Ayı Bruno’nun cesedini doldurup sergilemek için müzeler sırada bekliyor. Vurulduğu bölgedeki iki köy, hali hazırda "Bruno bizimdir!" diyerek kapıştı bile. Maksat turistik malzemeye çevirmek garibim ayıyı.
Tişörtü var, kahve fincanı var, buzdolabına mıknatıs marifetiyle yapışan magnet formatı var, tabii kaçınılmaz olarak çeşitli ebatta oyuncağı var...
* * *
Neticede, bilindik manada medeniyetin mimarı olan insanoğlu, hayvanat bahçesinde, televizyonda yayınlanan belgesellerde göbeğini kaşıya kaşıya seyrettiği, sevimli bulduğu, derneklerle, koruma yasalarıyla yaşamasına destek verdiği bir yabancıyı öldürerek sorunu halletti, sisteme dahil etti, rahat etti.

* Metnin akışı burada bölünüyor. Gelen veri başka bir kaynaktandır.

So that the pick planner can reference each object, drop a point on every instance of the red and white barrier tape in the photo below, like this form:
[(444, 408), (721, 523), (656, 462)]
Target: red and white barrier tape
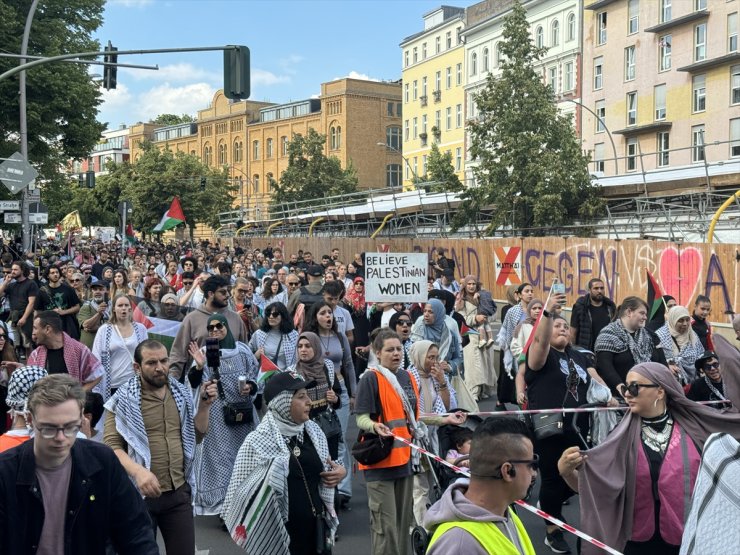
[(523, 504)]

Beşiktaşlılar’ın Pascal Nouma için yaptıkları "Hepimiz Nouma’yız" veya "Hepimiz zenciyiz" olarak bilinen pankartı çevirip "Hepimiz Ayı Bruno’yuz" diyeceğim ama "Sen kime ayı diyorsun?" diye ayaklananınız da çıkar şimdi, uğraşamam.
Bu sebepten, sosyal bir mesaj filan vermeden, topluca coşmaya imkan tanımayacak şekilde sessizce dağılalım bence.